Derelerde kano veya deniz bisikleti ile gezinti yapılabiliyor. Motorlu teknelerle birkaç saatlik gezintiler organize edilebiliyor. 12 kilometre uzaktaki Hacıllı köyü, mağara ve şelaleleri ile nam salmış. Kilimli ve Kadırga koyları, yürüyüş için çok elverişli. Mevsim müsait olduğunda Kilimli koyunda Karadeniz'e girme fırsatınız da var. Şile-Ağva arasındaki yol ise izlemeye doyamayacağınız manzaralarla, bisiklet tutkunların sıkça tercih ettikleri bir destinasyon. Ayrıca yürümeyi sevenler için asırlık ağaçlar arasında trekking turları yapmak da; Hitit, Frig, Roma ve Osmanlı gibi pek çok uygarlığa ev sahipliği yapmış bu köyü tanımak için büyük bir fırsat. Şehirdeki ışık kirliliğinin olmadığı Ağva'nın bir güzel yanı da, geceleri göğe bakma durağından yıldızları seyre dalmak.

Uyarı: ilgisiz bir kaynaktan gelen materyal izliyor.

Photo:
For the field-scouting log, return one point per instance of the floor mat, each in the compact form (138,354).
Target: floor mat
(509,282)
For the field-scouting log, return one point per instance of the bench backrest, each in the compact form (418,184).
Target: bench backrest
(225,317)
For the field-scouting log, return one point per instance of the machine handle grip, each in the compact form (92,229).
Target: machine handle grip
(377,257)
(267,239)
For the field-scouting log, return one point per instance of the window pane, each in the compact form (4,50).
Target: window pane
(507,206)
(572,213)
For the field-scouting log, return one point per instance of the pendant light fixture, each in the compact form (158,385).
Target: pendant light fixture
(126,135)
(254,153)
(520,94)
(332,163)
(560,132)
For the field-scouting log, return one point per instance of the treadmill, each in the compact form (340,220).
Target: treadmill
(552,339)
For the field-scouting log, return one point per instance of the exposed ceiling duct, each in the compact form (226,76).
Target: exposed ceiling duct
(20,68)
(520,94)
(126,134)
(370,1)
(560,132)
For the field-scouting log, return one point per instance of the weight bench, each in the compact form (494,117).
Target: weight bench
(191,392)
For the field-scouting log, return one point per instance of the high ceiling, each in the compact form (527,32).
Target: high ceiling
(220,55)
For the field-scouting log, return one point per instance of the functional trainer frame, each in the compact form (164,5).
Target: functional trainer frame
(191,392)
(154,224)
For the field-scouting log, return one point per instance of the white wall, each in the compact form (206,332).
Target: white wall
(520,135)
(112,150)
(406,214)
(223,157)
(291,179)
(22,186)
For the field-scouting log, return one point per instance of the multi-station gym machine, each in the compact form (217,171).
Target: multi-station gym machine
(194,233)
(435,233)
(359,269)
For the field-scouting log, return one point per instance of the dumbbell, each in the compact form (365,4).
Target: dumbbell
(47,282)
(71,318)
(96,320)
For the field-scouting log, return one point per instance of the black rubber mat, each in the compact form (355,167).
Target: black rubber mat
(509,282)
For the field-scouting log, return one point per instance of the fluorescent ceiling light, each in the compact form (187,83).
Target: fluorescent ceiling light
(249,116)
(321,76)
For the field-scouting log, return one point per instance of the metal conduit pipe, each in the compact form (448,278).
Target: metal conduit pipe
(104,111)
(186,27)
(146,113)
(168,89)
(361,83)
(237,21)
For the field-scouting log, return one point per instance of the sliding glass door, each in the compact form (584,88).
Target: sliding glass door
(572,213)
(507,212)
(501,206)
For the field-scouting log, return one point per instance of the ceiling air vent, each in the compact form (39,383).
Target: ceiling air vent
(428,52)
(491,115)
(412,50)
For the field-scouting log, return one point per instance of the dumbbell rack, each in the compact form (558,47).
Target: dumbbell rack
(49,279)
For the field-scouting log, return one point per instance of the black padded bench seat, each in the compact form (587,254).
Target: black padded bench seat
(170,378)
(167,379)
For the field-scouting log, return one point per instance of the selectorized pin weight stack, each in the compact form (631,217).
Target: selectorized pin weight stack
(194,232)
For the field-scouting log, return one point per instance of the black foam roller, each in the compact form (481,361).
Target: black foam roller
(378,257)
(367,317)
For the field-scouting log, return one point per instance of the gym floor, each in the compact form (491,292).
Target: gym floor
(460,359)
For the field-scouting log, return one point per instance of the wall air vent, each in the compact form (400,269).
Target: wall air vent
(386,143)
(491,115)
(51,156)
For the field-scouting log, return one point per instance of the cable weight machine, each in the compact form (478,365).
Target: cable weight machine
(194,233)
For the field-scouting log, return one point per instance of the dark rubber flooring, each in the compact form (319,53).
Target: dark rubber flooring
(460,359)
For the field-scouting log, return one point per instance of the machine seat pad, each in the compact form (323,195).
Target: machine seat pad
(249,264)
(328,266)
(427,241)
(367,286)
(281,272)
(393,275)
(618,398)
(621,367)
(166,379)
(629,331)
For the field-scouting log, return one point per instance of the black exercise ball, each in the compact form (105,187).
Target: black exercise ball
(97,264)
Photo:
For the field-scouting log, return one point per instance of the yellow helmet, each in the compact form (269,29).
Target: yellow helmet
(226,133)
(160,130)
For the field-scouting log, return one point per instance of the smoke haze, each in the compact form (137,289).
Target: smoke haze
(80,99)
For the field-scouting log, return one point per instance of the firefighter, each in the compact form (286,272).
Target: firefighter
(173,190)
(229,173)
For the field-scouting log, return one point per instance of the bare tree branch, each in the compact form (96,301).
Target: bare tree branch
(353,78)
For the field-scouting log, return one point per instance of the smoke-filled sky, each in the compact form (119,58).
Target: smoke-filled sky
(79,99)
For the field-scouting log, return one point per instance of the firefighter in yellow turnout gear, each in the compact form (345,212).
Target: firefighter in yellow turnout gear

KURUDERE ŞELALESİ GÖRÜLMEYE DEĞER
Hacıllı Köyü'nde yer alan Kurudere Şelalesi, çevresindeki göletlerle görülmeye değer bir doğal güzellik. Sonbaharda bir çılgınlık yapıp yüzmek isteyeceklerin dışında tırmanma kayaları da macera tutkunlarını ve kamp sevdalılarını bekliyor.
ROMALILARIN BASKISINDAN KAÇAN HRİSTİYANLARIN SIĞINDIĞI YER
Bugün insanların şehirden bunalıp nefes almak için kaçtıkları Ağva aslında tarihte de benzer bir sığınak görevini üstlenmiş. Dünden Bugüne İstanbul Ansiklopedisi'ndeki makalesinde Prof. Sedat Avcı bu tarihsel süreci şöyle anlatır: "Yazılı bir tarihi olmamakla beraber, Ağva'nın kuruluşunun M.Ö. yedinci yüzyıla kadar uzandığı kabul edilmektedir. Hititler, Frigyalılar, Romalılar, Bizanslılar ve Osmanlılar yüzyıllar boyunca yörede hakim olmuşlardır. Bu uygarlıkların çeşitli eserlerine Ağva'nın köylerinde rastlanmaktadır. Romalıların Nikomedia'da (İzmit) uyguladığı baskılardan kaçan Hristiyanlar, Şile ve Ağva dolaylarına yerleşmişlerdir. Dini görevlerini yerine getirebilmek için çevredeki mağaralardan faydalanmışlardır. Bunların en güzel örneklerini Ağva'nın güneyindeki Gökmaslı köyündeki mağara ile Hacıllı köyündeki Gürlek ve İnkese mağaraları oluşturur. Bizans hakimiyetine geçtikten sonra çeşitli aralıklarla Bizans ve Selçuklular arasında el değiştiren Ağva ve çevresi, Osmanlılar zamanında ilk defa Orhangazi'nin kumandanlarından Akçakoca Bey tarafından ele geçirilmiş, 15. yüzyıldan itibaren Osmanlı yönetiminde kalmıştır."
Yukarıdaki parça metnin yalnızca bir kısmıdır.